Para uns um brilho no olhar, para outros um sorriso mais fechado, um olhar mais aberto, um trejeito de quem vive no mundo da lua. Apenas algo pequeno e vulgar que se destaca sem porquê, ou assim se nos dá a entender.

Namoremos a calma, a quietação e falemos de consciência. Consciência daquela pontada no peito, daquela comichão no braço, daquela dormência nas pernas… Atentemos na percepção de nós mesmos enquanto portadores de massa e energia. Cuidemos nas mudanças que operamos apenas devido à ocupação de espaço. A trajectória de uma gota de chuva muda. A trajectória de um transeunte muda. Cresce a saudade no coração daqueles a quem somos queridos. Alguém é atolado em trabalho, incumbido de produzir o que não produzimos. Só porque estamos ali: ali parados no meio da rua, ali fechados no quarto, ali quedos em frente a uma secretária fitando o nada. Afinal somos poderosos, na medida em que operamos mudanças, em que somos uma variável e não uma constante. Forçamo-nos a atingir e ao mesmo tempo exceder os nossos limites porque é o que outros fazem e o que é suposto fazermos se não queremos ficar para trás. Por vezes atingimos a excelência de sermos autómatos dada a tão magnificente eficiência alcançada na prossecução de tal propósito. Ora para quê?

Ficar para trás … Elucidem-me: Em quê?

Nas conquistas? Nada daí advém que não um orgulho vaidoso. Sua semente jaz no leito de um eu egocêntrico prostrado aos pés de um narcisismo indolente. Há valores que se mantêm, sim, mas não são uma prioridade face ao reconhecimento das nossas capacidades. Estas são “o” comprovativo da nossa excepcionalidade. Vendo bem apenas comprovam o que, à partida, já sabíamos de antemão e que os outros não. Será obsessão esta nossa teima em querer que os outros nos vejam como nos vemos?
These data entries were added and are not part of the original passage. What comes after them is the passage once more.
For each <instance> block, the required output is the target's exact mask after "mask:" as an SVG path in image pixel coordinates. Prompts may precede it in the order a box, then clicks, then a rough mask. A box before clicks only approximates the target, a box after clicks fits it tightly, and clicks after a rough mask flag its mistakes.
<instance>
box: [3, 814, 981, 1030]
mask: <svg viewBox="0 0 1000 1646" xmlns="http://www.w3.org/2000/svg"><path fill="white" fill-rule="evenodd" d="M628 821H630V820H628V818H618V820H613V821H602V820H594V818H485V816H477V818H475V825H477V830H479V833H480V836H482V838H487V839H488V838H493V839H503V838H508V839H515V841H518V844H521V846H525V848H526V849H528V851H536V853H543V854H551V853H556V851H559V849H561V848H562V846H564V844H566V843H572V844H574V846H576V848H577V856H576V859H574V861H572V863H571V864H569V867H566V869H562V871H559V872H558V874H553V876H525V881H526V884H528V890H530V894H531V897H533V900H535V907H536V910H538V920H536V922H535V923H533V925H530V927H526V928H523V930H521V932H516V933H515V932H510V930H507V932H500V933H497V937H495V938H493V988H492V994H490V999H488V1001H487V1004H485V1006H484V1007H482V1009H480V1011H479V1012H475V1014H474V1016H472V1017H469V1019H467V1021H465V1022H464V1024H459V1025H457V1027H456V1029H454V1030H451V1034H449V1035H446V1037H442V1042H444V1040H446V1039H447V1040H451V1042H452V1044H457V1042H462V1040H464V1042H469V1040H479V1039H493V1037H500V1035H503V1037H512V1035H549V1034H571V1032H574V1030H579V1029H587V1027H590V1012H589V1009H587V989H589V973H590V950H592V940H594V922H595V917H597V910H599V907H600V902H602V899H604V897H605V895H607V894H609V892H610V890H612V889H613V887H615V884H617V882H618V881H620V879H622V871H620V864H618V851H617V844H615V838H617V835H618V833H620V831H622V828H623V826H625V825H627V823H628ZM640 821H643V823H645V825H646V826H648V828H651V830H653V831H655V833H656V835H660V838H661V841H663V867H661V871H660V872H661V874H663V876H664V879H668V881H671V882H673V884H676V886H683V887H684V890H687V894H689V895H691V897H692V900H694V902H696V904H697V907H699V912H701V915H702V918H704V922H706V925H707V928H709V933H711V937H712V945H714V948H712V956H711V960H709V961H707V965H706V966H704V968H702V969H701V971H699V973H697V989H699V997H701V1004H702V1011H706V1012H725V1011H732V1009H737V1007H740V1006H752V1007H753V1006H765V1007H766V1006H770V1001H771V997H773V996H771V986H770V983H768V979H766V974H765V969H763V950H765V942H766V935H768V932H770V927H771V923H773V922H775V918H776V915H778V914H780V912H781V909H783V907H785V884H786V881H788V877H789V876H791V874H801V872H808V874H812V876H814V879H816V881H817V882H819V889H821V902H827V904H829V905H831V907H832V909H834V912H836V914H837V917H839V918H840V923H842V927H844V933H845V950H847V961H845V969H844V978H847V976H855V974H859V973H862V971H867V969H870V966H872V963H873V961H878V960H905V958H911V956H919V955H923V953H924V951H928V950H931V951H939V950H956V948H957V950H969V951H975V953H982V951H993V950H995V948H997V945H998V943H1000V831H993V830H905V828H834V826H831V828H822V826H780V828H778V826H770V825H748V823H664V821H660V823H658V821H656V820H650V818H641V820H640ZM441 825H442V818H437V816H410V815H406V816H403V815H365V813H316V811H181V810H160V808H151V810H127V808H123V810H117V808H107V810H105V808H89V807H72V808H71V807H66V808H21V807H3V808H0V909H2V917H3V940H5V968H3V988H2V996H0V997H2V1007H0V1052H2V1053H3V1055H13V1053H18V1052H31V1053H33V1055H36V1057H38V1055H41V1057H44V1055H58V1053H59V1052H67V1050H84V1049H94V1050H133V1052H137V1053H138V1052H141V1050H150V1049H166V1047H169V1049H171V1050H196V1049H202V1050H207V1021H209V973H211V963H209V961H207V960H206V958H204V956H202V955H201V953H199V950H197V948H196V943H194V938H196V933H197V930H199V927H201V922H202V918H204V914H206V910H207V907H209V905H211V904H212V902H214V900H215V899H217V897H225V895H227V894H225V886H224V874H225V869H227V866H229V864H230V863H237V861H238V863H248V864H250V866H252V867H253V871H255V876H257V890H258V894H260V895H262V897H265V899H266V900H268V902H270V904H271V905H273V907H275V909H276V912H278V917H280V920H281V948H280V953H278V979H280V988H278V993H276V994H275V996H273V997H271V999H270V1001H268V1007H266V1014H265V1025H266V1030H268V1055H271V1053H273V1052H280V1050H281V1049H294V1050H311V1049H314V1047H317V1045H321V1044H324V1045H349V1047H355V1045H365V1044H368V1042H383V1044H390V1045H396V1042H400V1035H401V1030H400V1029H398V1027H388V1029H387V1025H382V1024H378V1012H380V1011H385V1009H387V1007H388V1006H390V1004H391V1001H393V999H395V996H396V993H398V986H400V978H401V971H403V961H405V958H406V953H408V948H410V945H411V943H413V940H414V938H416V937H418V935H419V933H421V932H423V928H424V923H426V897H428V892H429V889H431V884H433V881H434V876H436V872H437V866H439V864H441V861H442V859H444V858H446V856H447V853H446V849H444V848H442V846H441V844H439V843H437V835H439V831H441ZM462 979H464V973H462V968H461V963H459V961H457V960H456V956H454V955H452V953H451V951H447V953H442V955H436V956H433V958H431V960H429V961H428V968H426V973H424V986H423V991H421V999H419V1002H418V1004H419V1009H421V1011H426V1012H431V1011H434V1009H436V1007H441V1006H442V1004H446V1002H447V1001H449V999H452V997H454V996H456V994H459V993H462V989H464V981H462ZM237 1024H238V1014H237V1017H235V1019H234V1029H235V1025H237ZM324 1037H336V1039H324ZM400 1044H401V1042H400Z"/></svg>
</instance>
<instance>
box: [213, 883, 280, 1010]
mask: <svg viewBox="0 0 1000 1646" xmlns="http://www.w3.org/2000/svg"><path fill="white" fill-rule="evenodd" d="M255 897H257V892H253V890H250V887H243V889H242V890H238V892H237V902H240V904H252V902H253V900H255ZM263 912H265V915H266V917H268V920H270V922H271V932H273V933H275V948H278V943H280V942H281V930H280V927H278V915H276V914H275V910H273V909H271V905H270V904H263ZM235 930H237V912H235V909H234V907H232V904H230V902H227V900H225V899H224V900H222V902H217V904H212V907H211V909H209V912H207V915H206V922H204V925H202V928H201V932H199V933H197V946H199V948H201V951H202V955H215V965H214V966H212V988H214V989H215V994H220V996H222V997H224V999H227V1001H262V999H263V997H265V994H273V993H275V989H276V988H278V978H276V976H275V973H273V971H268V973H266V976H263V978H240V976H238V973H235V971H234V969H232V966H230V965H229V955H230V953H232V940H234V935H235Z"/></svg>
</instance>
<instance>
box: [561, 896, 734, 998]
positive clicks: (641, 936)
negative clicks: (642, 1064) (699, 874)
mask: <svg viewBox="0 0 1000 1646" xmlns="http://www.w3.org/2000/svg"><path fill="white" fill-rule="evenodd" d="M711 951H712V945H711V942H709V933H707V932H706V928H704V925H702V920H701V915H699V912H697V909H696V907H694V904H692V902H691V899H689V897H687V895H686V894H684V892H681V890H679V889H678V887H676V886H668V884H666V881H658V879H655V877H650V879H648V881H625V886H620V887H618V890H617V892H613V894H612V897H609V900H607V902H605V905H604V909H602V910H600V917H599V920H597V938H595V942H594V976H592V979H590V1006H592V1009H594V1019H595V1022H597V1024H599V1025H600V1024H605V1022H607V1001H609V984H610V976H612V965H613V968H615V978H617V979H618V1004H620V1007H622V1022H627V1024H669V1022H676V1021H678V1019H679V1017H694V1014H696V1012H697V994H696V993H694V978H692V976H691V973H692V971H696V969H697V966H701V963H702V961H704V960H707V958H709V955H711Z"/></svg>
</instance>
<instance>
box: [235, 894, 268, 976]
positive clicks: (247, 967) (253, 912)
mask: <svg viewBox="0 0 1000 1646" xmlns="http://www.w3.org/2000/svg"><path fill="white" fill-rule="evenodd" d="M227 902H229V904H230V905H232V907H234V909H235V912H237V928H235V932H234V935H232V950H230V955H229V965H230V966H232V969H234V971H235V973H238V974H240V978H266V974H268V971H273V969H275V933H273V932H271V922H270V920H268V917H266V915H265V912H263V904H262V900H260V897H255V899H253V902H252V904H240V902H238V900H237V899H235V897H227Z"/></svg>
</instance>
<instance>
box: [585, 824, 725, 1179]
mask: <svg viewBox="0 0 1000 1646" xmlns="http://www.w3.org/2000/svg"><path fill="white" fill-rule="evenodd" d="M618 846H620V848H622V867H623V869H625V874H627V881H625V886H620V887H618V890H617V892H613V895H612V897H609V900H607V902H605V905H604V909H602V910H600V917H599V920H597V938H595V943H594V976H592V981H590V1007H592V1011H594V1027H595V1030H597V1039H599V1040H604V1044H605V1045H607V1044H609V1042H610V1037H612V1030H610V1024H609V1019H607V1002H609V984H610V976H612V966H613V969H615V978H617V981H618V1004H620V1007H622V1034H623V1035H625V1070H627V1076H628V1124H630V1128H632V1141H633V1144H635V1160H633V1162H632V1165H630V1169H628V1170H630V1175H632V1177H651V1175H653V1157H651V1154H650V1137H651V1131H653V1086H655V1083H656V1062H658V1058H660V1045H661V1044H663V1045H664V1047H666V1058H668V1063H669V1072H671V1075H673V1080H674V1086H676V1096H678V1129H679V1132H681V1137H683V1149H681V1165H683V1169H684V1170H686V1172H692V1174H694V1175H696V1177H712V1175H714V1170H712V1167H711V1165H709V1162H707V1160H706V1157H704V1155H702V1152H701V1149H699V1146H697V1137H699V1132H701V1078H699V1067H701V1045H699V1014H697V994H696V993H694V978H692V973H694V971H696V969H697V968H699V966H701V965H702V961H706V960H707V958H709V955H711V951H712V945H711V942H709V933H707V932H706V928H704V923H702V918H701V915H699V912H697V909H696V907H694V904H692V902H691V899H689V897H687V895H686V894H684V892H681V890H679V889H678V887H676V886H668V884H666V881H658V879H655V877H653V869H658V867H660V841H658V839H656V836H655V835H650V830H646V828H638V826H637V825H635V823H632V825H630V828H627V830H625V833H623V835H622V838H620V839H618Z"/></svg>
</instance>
Se reflectirmos um pouco veremos que isto é desejo ingrato. Tal seria apenas possível se os outros se provessem dos nossos olhos para o efeito.
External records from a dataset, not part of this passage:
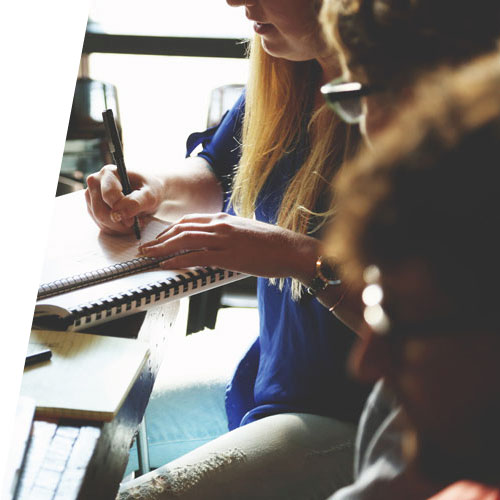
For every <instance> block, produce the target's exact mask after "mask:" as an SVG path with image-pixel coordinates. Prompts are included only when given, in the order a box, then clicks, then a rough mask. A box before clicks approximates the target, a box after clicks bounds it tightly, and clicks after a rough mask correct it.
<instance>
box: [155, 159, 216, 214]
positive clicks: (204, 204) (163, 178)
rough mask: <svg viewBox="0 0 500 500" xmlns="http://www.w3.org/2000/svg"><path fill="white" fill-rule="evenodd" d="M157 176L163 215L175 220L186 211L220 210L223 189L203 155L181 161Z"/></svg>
mask: <svg viewBox="0 0 500 500" xmlns="http://www.w3.org/2000/svg"><path fill="white" fill-rule="evenodd" d="M156 175H157V177H158V178H159V179H160V182H161V185H162V198H163V200H164V201H163V202H162V204H161V205H160V209H159V214H160V215H161V216H162V217H165V218H167V219H169V220H177V219H179V218H180V217H182V216H183V215H185V214H190V213H215V212H219V211H220V210H221V209H222V188H221V186H220V184H219V182H218V181H217V178H216V177H215V175H214V174H213V172H212V171H211V169H210V167H209V165H208V163H207V161H206V160H204V159H203V158H200V157H193V158H187V159H186V160H185V162H184V164H182V165H180V166H179V165H177V166H176V168H170V169H166V170H165V171H162V172H161V173H159V174H156Z"/></svg>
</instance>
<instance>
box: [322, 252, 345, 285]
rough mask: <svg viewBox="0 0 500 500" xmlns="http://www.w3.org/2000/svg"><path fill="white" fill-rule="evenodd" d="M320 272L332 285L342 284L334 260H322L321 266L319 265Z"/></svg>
mask: <svg viewBox="0 0 500 500" xmlns="http://www.w3.org/2000/svg"><path fill="white" fill-rule="evenodd" d="M318 272H319V274H320V275H321V277H322V278H323V279H324V280H325V281H327V282H328V284H330V285H338V284H340V278H339V276H338V274H337V270H336V265H335V263H334V262H333V260H332V259H325V258H322V259H321V264H320V265H319V268H318Z"/></svg>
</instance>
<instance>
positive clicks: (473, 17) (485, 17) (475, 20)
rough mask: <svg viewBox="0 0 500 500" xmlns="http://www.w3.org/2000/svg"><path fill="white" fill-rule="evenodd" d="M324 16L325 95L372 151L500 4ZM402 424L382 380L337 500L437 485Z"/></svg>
mask: <svg viewBox="0 0 500 500" xmlns="http://www.w3.org/2000/svg"><path fill="white" fill-rule="evenodd" d="M320 17H321V22H322V26H323V31H324V33H325V38H326V39H327V40H328V42H329V44H330V47H331V49H332V51H333V50H336V51H339V54H340V55H339V57H340V60H341V63H342V66H343V75H342V77H339V78H337V79H335V80H333V81H332V82H330V84H328V85H326V86H325V87H324V88H323V91H324V94H325V96H326V97H327V100H328V101H329V102H330V105H331V107H332V108H333V109H334V111H335V112H336V113H337V114H338V115H339V116H340V117H341V118H342V119H344V120H345V121H347V122H349V123H358V124H359V125H360V129H361V131H362V133H363V135H364V138H365V142H366V144H367V148H369V149H370V150H371V151H372V152H376V148H377V146H376V144H377V142H376V136H377V135H378V134H380V133H382V132H383V131H384V129H386V128H387V127H388V126H390V124H391V121H392V120H393V119H395V118H397V117H398V115H399V113H400V111H401V109H402V108H404V107H405V106H407V105H409V104H411V102H412V101H413V100H414V99H415V98H416V97H415V88H416V87H415V84H416V82H417V81H419V80H420V79H421V78H423V77H424V76H425V75H426V74H429V73H430V72H432V71H433V70H436V69H438V68H440V67H443V66H444V67H448V68H452V67H458V66H460V65H462V64H466V63H467V62H469V61H470V60H471V59H473V58H474V56H476V55H479V54H483V53H488V52H491V51H492V50H495V49H496V48H497V47H498V38H499V34H500V3H499V2H496V1H493V0H479V1H477V2H474V5H471V4H468V3H465V2H455V1H452V0H397V1H396V0H394V1H392V0H325V2H324V4H323V8H322V12H321V15H320ZM443 92H444V91H443ZM436 112H437V111H436ZM412 130H413V129H412ZM408 133H410V131H409V132H408ZM346 168H347V167H346ZM369 188H370V189H371V187H368V186H367V189H369ZM337 211H338V208H336V209H335V212H336V213H337ZM343 308H344V309H346V308H347V309H350V311H351V312H350V313H349V317H350V318H357V322H356V323H351V324H352V326H353V328H354V329H355V330H356V331H358V332H362V330H363V324H364V321H363V319H362V318H363V316H362V309H363V307H362V303H361V300H360V298H359V296H358V295H357V294H356V293H354V292H353V291H351V292H350V293H348V294H347V295H346V296H345V299H344V301H343V303H341V304H339V306H338V307H337V308H336V311H337V312H339V313H340V312H341V313H342V314H343V317H347V314H345V313H344V312H343ZM340 317H342V316H340ZM404 425H405V423H404V417H403V416H402V412H401V408H400V405H399V403H398V401H397V398H395V396H394V395H393V394H392V392H391V390H390V389H388V388H387V386H386V384H385V383H384V381H382V380H381V381H379V382H378V383H377V384H376V386H375V388H374V390H373V392H372V394H371V395H370V397H369V399H368V401H367V404H366V406H365V410H364V412H363V416H362V419H361V424H360V427H359V430H358V437H357V443H356V459H355V475H356V481H355V482H354V484H353V485H351V486H350V487H349V488H346V489H343V490H340V491H339V492H338V493H337V495H335V497H334V498H335V500H344V499H360V500H370V499H374V500H377V499H379V498H384V499H392V498H393V499H400V498H405V499H407V500H411V499H421V498H426V496H429V494H430V493H431V492H432V491H433V490H434V489H435V486H434V485H432V484H429V483H428V481H427V480H426V479H425V478H424V477H422V476H421V475H419V474H418V472H415V470H414V469H412V468H408V467H407V464H406V460H405V458H404V456H403V454H402V448H401V442H402V441H401V440H402V433H403V429H404Z"/></svg>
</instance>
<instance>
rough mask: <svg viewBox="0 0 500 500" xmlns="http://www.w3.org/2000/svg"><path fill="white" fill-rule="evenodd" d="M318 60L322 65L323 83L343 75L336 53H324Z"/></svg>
mask: <svg viewBox="0 0 500 500" xmlns="http://www.w3.org/2000/svg"><path fill="white" fill-rule="evenodd" d="M316 60H317V61H318V64H319V65H320V67H321V79H320V83H321V85H324V84H325V83H328V82H330V81H331V80H333V79H334V78H338V77H339V76H342V68H341V66H340V62H339V59H338V57H337V56H336V55H324V56H321V57H317V58H316Z"/></svg>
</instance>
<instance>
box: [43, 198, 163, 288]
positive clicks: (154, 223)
mask: <svg viewBox="0 0 500 500" xmlns="http://www.w3.org/2000/svg"><path fill="white" fill-rule="evenodd" d="M167 225H168V223H166V222H164V221H160V220H159V219H155V218H153V217H150V218H148V219H147V220H145V221H142V224H141V240H140V241H138V240H137V239H136V238H135V235H134V234H128V235H121V236H114V235H109V234H105V233H103V232H102V231H101V230H100V229H99V228H98V227H97V225H96V224H95V223H94V221H93V220H92V219H91V217H90V215H89V214H88V212H87V207H86V203H85V198H84V195H83V191H79V192H76V193H72V194H70V195H66V196H61V197H59V198H56V200H55V210H54V216H53V220H52V224H51V230H50V234H49V238H48V245H47V250H46V254H45V262H44V267H43V270H42V275H41V278H40V284H43V283H49V282H52V281H56V280H59V279H62V278H67V277H70V276H74V275H78V274H83V273H86V272H89V271H95V270H97V269H102V268H104V267H108V266H110V265H112V264H116V263H120V262H125V261H128V260H132V259H135V258H137V257H139V253H138V250H137V249H138V246H139V245H140V244H142V243H145V242H146V241H150V240H152V239H154V238H155V237H156V236H157V235H158V233H160V232H161V231H162V230H163V229H165V227H166V226H167Z"/></svg>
Mais: de que outros falamos que não de nós mesmos? Nós somos parte integrante dos “outros” de alguém. Se me perco em mim mesmo tempo suficiente para não me perder em outrem, que justiça haverá no meu desejo pujante de que outro se perca em mim? É que se sou o outro de alguém, esse alguém também quererá que me perca nele. Frustro eu e frustra ele.

De volta ao início… Falemos de calma. Se pararmos nossa labuta e nos presentearmos com a oportunidade de nos perdermos em nós mesmos concerteza encontraremos no nosso íntimo a essência do nosso génio, a resposta aos problemas criados pela persistência da nossa índole. Não estuguemos o passo. Se dermos tempo à pegada para se formar, estaremos a firmar uma história. A capacitar-nos, imperceptivelmente, para a observação minuciosa e analítica do caminho. É nos dada a possibilidade e circunstância de aprender com ele. Aproveitai-a. É que o horizonte é indiferente ao ritmo que seguimos, ele só se prostra quando tiver de se prostrar. Portanto, desfaçamo-nos da pressa. Meditemos. Tal levarnos-à ao conhecimento do corpo e da mente como uno. A satisfação das suas necessidades dependerá inteiramente do nosso julgo. E quando este de algum outro advier, será tido como informação para reflexão e não como supressão de uma dada vontade ególatra.

Sejamos humildes. Aprendamos a mimar-nos para sermos exímios a perdermo-nos, a viver em, e não de.